The Palouse farming region in eastern Washington, near Moscow, Idaho is a beautiful patchwork of fertile farmland planted with spring and winter wheat, mustard seed, canola and garbanzo. The hills and creeks play a role in forming the unique designs found in the photographs of this rich farmland.
The Tuscany of the West
These hills are the result of blowing sand and ash from volcanoes many millions of years ago. These fertile and non-irrigated lands are like no other I’ve encountered in all my travels. Tuscany farmland comes close. Indeed, this area is called the Tuscany of the West.
I’ve traveled to the Palouse region twice recently. I enjoyed it so much the first time, a second trip was scheduled a month later. So I’ll have two blogs from this area.
A Drive to Steptoe Butte
The main photo spot in the Palouse is the drive up the circular road climbing to the top of Steptoe Butte. Here you will be greeted by many other photographers. When you are a tourist visiting popular areas for the first time, you must see the highlights, no matter how popular and crowded they may be. So up the winding road we go to get an elevated view of the surrounding farmland. From there we search for geometric patterns and hope for a landscape photograph uniquely your own.

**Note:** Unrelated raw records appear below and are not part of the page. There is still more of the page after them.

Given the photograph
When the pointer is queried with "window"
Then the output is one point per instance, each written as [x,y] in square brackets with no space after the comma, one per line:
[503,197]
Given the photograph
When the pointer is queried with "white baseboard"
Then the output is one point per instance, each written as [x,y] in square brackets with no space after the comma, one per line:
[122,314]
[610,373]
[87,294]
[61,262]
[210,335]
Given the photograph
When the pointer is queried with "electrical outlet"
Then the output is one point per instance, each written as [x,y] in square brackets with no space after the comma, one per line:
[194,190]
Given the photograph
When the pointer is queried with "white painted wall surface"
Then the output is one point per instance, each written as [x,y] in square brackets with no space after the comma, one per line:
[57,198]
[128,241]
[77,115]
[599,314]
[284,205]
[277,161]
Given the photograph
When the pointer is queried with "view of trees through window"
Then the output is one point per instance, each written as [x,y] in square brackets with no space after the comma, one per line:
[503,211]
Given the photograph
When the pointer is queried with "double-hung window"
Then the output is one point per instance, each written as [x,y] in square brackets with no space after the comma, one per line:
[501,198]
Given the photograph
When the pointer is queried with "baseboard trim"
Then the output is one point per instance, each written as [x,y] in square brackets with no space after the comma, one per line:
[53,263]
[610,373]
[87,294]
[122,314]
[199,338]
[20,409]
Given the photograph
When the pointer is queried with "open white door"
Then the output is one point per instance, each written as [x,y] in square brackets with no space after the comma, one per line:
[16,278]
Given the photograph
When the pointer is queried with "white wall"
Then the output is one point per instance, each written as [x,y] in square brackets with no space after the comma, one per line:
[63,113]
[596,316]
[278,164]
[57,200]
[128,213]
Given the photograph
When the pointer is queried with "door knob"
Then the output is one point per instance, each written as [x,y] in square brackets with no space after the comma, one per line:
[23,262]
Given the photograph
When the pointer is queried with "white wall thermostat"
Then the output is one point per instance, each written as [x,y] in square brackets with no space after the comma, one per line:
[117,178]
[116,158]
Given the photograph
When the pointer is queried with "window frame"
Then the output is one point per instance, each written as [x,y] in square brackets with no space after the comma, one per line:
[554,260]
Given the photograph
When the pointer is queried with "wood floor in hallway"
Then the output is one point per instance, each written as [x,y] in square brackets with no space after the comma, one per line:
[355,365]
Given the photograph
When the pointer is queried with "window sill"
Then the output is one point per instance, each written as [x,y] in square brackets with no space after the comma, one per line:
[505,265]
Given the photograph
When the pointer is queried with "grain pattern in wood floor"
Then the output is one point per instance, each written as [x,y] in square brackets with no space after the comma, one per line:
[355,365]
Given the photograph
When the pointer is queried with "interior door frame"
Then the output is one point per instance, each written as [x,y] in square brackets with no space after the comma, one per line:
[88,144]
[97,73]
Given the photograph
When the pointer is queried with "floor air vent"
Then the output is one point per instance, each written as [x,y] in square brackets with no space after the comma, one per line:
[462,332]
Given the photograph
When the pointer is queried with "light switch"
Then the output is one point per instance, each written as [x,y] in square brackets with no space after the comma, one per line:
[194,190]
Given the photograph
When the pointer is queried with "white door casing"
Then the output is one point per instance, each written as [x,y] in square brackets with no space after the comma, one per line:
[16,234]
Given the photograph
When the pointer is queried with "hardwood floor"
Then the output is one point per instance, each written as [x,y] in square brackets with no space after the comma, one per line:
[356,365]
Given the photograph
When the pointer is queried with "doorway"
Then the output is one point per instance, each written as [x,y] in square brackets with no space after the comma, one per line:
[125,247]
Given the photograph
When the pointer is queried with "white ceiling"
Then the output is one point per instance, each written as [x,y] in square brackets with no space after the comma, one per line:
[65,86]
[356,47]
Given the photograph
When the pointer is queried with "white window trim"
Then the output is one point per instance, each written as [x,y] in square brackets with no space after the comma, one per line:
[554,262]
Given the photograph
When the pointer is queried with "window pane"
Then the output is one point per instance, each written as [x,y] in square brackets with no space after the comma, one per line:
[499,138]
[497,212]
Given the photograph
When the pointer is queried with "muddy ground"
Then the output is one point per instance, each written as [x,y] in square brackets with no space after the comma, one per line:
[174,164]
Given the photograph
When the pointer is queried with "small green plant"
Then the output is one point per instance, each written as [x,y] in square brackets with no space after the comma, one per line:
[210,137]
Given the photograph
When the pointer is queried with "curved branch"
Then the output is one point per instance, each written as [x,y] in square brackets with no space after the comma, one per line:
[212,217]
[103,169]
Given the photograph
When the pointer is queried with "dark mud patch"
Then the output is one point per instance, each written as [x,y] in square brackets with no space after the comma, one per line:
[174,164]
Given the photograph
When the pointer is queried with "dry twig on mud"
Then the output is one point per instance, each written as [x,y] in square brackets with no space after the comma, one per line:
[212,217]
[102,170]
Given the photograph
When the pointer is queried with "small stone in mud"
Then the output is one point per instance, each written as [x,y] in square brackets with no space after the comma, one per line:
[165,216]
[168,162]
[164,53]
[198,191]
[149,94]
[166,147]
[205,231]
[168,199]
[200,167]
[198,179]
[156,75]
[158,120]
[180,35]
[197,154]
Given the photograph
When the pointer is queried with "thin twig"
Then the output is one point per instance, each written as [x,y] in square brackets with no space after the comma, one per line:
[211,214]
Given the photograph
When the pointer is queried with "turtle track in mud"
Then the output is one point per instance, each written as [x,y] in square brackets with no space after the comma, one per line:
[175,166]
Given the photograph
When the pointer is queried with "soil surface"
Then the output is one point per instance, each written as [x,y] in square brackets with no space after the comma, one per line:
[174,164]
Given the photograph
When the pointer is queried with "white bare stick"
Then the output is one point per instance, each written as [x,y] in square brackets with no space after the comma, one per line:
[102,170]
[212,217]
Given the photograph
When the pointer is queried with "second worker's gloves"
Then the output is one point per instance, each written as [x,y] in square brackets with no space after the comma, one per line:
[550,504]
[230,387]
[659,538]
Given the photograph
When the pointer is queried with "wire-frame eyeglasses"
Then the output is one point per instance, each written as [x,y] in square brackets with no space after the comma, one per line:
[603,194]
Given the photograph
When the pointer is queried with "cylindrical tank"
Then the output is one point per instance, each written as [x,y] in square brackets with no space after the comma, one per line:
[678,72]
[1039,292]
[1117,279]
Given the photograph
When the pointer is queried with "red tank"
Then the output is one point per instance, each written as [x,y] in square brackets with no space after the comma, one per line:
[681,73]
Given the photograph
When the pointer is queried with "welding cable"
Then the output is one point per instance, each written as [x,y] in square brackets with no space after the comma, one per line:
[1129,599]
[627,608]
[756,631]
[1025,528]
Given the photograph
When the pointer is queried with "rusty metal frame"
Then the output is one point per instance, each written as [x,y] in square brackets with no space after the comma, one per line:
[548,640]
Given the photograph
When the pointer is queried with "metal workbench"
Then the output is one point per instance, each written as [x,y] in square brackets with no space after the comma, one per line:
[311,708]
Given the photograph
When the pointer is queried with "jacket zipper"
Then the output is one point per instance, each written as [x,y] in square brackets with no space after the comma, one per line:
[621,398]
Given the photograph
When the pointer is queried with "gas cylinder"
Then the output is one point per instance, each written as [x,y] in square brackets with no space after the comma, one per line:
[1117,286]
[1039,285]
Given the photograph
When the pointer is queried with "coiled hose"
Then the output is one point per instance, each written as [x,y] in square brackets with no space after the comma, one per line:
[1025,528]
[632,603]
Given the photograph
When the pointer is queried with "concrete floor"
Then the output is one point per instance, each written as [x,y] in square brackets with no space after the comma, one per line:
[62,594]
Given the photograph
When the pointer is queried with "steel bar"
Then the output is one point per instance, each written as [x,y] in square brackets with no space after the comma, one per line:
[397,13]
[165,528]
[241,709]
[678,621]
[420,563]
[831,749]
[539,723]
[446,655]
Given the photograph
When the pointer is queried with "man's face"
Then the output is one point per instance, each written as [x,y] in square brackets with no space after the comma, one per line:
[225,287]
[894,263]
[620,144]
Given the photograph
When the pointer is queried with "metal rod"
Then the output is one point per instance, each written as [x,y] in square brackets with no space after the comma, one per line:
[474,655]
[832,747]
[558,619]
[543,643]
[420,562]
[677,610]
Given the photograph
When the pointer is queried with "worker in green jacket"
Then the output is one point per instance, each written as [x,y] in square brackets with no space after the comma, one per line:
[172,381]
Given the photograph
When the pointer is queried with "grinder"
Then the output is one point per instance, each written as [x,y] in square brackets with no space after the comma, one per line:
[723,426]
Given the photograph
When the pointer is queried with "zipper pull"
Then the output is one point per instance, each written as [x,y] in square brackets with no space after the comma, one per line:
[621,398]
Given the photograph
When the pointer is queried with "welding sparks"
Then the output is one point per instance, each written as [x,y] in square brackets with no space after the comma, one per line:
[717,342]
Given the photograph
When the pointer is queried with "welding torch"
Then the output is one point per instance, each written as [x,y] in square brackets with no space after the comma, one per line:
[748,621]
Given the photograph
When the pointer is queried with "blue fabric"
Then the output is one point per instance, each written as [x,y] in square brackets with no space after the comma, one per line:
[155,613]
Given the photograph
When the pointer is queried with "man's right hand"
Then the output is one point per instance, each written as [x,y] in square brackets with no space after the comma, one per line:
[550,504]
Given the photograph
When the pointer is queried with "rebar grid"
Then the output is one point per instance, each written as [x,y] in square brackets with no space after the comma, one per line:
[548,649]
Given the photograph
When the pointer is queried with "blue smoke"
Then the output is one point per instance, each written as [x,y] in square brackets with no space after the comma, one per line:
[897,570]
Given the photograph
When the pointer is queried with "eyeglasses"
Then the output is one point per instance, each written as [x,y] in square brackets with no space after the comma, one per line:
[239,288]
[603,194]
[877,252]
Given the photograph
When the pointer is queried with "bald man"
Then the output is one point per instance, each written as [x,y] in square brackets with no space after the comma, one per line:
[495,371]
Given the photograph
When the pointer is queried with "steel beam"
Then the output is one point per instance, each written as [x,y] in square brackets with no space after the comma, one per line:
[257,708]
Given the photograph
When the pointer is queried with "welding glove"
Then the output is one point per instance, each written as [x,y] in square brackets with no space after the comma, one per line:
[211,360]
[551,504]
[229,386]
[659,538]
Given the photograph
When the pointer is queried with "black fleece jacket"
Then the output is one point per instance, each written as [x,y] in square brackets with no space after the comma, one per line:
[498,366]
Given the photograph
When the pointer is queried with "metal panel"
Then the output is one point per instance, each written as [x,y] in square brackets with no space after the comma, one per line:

Not being a farmer I cannot tell you why these crops are planted with such undulating lines. It appears the golden crop, likely winter wheat, is planted on the higher ground. I’m told the harvesting combines used here need to be self leveling, to keep the cab upright while being driven on these slopes. The photo at the very beginning of this blog was also taken from Steptoe Butte. It is one of the more iconic scenes from this region.
In the large printed version of this photo the writing on the grain elevator can be clearly read, Whitman County Growers.
A car drove along the dirt road, stirring up some dust. It was driving fast, so I’m assuming it was not a group of wandering photographers. Rather, it is likely someone commuting to work, or at least working the farm. Hope he takes time to appreciate the unique view he gets daily.
Driving Around the Palouse
From the nearby town of Colfax, Washington, a photographer in the summer months needs to set the alarm for about 4:00 a.m., as I recall. This allows for a quick coffee and the drive to Steptoe Butte for sunrise. A serious photographer generally wishes to be in place 45 to 60 minutes prior to sunrise. Surprisingly, some of the best photos are long exposures taken in near dark conditions. So when sunrise is over, what is a photographer to do? Well, we drive around the area aimlessly, looking for beautiful scenes. I was not disappointed.
For the photo above, I set my tripod 10 feet off of the paved road and waited about 40 minutes. You can see there are many clouds which were moving rapidly, allowing sun to peak through occasionally. My goal was to get the closest hill in the shade and the back hill in the sun. The darkened first hill has exactly the same crop as the bright gold middle section. Without the shade from the clouds you may not have been able to tell there was a separate hill. The shade helped define the layers. I call this painting with light.
I hope you can see why the tree at the very top of this blog is referred to as the broccoli tree. The above photo was taken near the broccoli tree. Fellow photographers traveling with me got some very beautiful photos with the sun rising behind it. I also took plenty of broccoli tree photos, but knew I likely could not capture a better photo than my skilled friends. Instead I concentrated on this ever changing scene as the sun rose.
In my photography I’m most happy when my photographs have so few objects in them they can be easily counted. Three is a good number, sky, clouds and crops.
The cafes, hotels and even the farmers are very welcoming to the tourists which invade this farmland daily. This farmer had several nicely painted signs informing us rookies this was mustard seed.
Do you think there is a formula used to calculate the damage done by tractor tires driving on the crop. Isn’t the crop damaged by these tracks? In Italy it was clear at times farmers rode through the crop spraying for pests. Here I’m not so sure. Maybe it is just proof farmers, like cowboys, can ride off into the sunset. I’ll need to return and take this photo at sunset.
The Haunted House of the Palouse
Photographers never know which photo will yield the best results. So while visiting the famous haunted house of the Palouse I clicked away as the moon rose, clicked as the sun set and I hoped for color to fill the sky. In total, I took 348 photos of this old home. Thank goodness for digital cameras.
The owners of this old scenic family home are too often pestered by unruly trespassing photographers and wild drinking college students. They trample the crops and steal from inside their old family home. If you happen to know where this house is and visit, please announce your presence to the owners and respect their land and farm.
Looks a bit like a scene from a Halloween movie. That is why the local college students will have a party, then dare each other to go inside this old house.
During my second trip to this house, some clouds developed early in the evening which gave me hope there would be a colorful sunset, but it just did not happen.
After packing up late in the evening, I got the idea it may be fun to take some long exposures of the moonrise. This photo was taken after we had initially called it quits for the night, well after 10:00 p.m. This photo was exposed for over 60 seconds. That is why the moon is blown out and looks more like the sun.